The paper "Through the Lens of Core Competency: Survey on Evaluation of LLMs," published in August 2023, provides a comprehensive survey on the evaluation of LLMs. It tackles the underlying challenges of evaluation in the context of significant advancements in NLP, given the transition from pre-trained LLMs (PLMs) to LLMs. The authors argue that traditional NLP evaluation tasks and benchmarks are no longer sufficient due to the exceptional performance of LLMs and the expansive range of their real-world applications.
To address these evaluation challenges, the paper introduces a framework centered around four core competencies for assessing LLMs:
- Reasoning:
- Definition: This competency involves the model's ability to perform logical inferences, understand context, and apply common-sense knowledge to draw conclusions.
- Benchmarks and Metrics: Benchmarks such as the Winograd Schema Challenge and logical reasoning tasks are included to evaluate this competency.
- Knowledge:
- Definition: This focuses on the LLM's capacity to store and retrieve information accurately from its training data.
- Benchmarks and Metrics: Tasks like question answering and factual consistency checks are employed to measure this competency.
- Reliability:
- Definition: This competency covers the consistency and robustness of the model’s outputs, especially in providing reliable information over varied contexts.

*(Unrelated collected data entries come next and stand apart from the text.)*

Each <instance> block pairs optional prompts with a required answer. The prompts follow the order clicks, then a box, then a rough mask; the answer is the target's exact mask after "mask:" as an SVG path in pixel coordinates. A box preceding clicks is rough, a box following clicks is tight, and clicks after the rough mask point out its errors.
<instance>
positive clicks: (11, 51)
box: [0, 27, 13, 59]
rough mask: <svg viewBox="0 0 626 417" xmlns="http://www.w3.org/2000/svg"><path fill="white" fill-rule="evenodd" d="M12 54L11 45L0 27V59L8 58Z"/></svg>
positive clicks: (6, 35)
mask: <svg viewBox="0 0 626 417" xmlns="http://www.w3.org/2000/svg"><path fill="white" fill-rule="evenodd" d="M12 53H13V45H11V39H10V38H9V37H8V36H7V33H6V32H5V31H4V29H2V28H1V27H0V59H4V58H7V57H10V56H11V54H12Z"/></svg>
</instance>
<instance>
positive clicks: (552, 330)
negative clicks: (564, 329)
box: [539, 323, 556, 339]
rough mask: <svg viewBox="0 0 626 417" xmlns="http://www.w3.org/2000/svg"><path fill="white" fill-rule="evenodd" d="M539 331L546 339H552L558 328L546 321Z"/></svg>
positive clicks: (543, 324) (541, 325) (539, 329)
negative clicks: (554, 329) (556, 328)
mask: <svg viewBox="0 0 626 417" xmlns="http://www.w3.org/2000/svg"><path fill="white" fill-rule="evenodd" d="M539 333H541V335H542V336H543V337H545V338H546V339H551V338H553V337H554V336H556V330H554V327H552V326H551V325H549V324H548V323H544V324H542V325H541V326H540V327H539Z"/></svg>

- Benchmarks and Metrics: Robustness checks, adversarial testing, and consistency evaluation metrics are used to assess reliability.
- Safety:
- Definition: This highlights the importance of ensuring that LLMs generate harmless and ethically sound outputs, mitigating biases and preventing harmful content.
- Benchmarks and Metrics: Safety benchmarks focus on bias detection, toxicity levels, and ethical evaluations.
The paper details how each of these competencies is defined and measured using various benchmarks and metrics. It also explores how tasks associated with each competency can be combined to provide a composite evaluation, making it easier to add new tasks as the field evolves.
Lastly, the authors offer suggestions for future directions in LLM evaluation, emphasizing the need for dynamic, real-world applicable tasks and more comprehensive, transparent metrics that would accommodate the rapid development within the field. This holistic approach aims to standardize evaluations, drive improvements, and ensure LLMs’ performance aligns with real-world requirements.